So, I was originally going to give a talk on using language models to evaluate businesses.
It got a bit too complex going into the ins and outs of SEC statements and file lengths.
I actually gave a talk at the MindStone thing a couple months ago where I talked about some
of the different tools that I've been building and using in my life, using no-code coding
solutions.
So, different things that I've built just for kind of personal interest and curiosity.

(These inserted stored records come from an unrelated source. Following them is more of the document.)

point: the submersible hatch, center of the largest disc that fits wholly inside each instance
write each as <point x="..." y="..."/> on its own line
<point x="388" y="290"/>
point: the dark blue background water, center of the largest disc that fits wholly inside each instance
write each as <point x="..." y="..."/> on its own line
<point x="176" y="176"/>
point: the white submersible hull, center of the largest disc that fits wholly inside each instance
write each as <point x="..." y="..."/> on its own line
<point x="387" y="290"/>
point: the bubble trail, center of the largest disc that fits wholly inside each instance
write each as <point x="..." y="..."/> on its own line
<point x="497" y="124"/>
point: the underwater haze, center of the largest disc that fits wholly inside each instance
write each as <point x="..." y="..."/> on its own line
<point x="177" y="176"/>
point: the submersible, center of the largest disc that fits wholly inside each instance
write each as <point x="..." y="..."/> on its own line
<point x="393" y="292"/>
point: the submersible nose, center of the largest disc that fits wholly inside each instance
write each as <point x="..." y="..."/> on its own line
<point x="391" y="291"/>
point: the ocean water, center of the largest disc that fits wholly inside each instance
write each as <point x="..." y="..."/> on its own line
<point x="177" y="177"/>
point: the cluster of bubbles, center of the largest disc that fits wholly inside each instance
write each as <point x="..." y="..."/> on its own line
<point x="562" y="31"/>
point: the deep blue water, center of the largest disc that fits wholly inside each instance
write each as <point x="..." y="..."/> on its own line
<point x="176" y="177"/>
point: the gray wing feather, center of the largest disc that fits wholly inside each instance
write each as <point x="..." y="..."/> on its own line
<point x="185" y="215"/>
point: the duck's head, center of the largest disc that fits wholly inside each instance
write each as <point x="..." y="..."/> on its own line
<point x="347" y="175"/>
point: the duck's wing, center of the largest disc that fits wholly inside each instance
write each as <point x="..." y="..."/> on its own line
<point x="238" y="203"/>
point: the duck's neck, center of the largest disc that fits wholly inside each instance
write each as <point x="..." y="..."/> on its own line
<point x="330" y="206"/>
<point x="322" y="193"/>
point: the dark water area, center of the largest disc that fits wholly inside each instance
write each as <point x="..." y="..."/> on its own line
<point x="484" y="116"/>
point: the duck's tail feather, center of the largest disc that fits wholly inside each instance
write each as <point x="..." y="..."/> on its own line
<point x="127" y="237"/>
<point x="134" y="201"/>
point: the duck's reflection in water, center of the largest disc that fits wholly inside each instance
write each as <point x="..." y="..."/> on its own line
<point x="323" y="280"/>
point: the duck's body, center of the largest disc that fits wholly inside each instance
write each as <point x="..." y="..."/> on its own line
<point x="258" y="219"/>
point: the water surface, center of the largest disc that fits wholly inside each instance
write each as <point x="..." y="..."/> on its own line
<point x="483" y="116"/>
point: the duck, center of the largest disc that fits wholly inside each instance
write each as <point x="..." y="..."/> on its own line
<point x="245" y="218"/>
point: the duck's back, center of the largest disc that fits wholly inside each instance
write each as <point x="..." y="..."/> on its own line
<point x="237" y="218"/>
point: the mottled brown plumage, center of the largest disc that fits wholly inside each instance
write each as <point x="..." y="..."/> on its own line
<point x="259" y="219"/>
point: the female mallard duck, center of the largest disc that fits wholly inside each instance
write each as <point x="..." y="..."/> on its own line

One was a proofreader GPT that knows my writing style and can respond in the way that I would
normally talk.
Two is an email tool that takes in email, takes it as essentially how my writing style
would be and prepares a draft.
Second is a content filter that takes in many different newsletters and organizing it, pulling
out the information that's relevant.
Third or fourth is a language tutor, so I'm actively learning Chinese and I've got a tool
that basically takes my sent messages and messages that I've sent through the day and
then will teach me how to say them in Chinese and pull out the kind of the key terms.
And then another one that tracks my workout schedule and gives me suggestions on what
to do next as well as another bot that organizes my calendar.
And in the previous talk, I really kind of dove into the first two bits, which is a proofreader
GPT and the email manager.
For the sake of this talk, I want to kind of look at how we can use language models in
curating the content that comes into us because I get massively frustrated with just useless
content, which I feel like we're inundated with it all the time.
To build this stuff, I mainly use mostly no-code coding tools.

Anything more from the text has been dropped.